Your Prison

It’s ok.

Vulnerability is hard, but I don’t judge you for it.

I don’t judge you for not knowing. For finding it so difficult.

Your tears don’t frighten me.

Your fears don’t frighten me.

I see your overwhelmed humanness

I never had any other expectations- you had already placed so many upon yourself.

I can not fix it for you. But I will be here while you try. A hand to hold, a shoulder to lean, an ear to listen and a heart full of compassion to rest in.

The walls you built to hold you up imprison you with your demons. You have made it hard to reach you, the noise so deafening you can not hear. The frustration of self so loud you think the sound is outside your head and coming from my lips.

If you looked in my eyes, the reflection of you that you would see is one of gentleness, kindness, love

Not the unworthy monster you believe is lurking.

Yet- you think I must lie. How can I see your strength, your beauty, your worth? You demonstrated it over and over to those around, but forgotten to save a bit of light for yourself.

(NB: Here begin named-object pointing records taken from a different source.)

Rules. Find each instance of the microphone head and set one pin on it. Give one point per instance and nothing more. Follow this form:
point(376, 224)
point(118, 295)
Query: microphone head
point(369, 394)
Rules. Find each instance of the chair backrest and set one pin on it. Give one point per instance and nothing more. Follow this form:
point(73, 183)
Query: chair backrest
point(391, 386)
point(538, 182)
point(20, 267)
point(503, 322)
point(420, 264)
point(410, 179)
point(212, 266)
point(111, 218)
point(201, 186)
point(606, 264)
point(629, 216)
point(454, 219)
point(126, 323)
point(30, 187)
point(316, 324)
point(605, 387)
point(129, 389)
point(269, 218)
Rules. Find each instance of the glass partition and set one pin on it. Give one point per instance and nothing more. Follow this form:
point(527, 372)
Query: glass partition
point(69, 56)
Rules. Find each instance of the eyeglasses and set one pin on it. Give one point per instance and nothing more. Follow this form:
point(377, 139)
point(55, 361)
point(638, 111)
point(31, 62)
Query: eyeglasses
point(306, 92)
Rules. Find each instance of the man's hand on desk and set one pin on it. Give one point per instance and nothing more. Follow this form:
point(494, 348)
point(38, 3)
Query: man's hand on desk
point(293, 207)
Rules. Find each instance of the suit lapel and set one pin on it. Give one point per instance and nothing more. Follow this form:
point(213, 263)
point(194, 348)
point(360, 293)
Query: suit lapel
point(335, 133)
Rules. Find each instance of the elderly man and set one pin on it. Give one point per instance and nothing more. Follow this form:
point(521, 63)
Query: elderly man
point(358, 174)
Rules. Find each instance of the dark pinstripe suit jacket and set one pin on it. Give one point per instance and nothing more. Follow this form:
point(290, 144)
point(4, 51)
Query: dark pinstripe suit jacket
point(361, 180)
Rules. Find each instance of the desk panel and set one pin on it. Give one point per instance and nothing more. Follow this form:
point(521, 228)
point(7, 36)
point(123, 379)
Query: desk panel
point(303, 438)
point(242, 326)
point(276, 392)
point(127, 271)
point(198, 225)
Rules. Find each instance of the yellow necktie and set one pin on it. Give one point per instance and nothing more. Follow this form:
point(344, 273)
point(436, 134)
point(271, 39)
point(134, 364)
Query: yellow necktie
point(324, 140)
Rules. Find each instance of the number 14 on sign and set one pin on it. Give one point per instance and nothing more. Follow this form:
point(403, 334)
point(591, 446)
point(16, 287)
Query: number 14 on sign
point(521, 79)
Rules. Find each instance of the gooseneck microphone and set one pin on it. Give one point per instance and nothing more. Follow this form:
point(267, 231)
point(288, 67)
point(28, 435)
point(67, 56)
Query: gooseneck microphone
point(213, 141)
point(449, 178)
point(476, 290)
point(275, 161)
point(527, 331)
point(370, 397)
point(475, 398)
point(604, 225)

The light you gave me to hold once, when my own battle became so dark I could not see, is a treasure I wish to return to you, to light your way. But you can not see enough to take it.

My heart aches watching you battle. Seeing your wounds erupt from within. I can not love you enough to fill the holes you keep tearing. How can you believe your grace is poison?

How can you believe you are not loved?

I ask the Gods to help you, to hear you, to guide you through. I’ll always be here, when you release yourself from the dark.

Shame

Shame perverts everything we do.

Why? What do we have to feel shamed about? Emotions? Needs? The flesh that carries us? The mind that creates? Our desires? Fears? Our successes? Failures? Our mistakes? Our vulnerability? Our kindnesses?

The shame we carry can make us closed, cruel, judgmental – indifferent to expressions of gratitude, love, caring, joy.

It divides us.

We push it off on others, not acknowledging it is our own burden we carry. We believe that love, compassion and understanding are not for us. We are not worthy.

There is so much I want to write- so much I want to express. I just want to roar

FUCK YOU

I don’t want this any more.

Fuck you to anyone who has ever made you feel lesser than.

I will not be shamed for my vulnerability

I will not be shamed for my caring

I will not be shamed for my body

I will not be shamed for my willingness to try

I will not be shamed for my past

I will not be shamed for who I am

I will not be shamed for the love I give

I will not be shamed for trying to heal

I will not be shamed for my truth

I will not be shamed for asking for help

I will not be shamed for offering help

You can try,

by your words

your actions

your silence

to tear me down

to your level

Here I will not stay

You can keep your judgements

You can keep you helpful arrows

You can keep your cloak of shame

I will shed mine and rise above

Holocaust Remembered but what have we learned?

Today is Holocaust Remembrance Day,

What have we learned from the loss of millions of lives?
People who just wanted to live their every day. Some who may have been destined to do amazing things for the world. Most who just wanted to grow up, grow old, love, learn, enjoy the sun on thier face, a meal with their loved ones, read a book, write a poem, dance.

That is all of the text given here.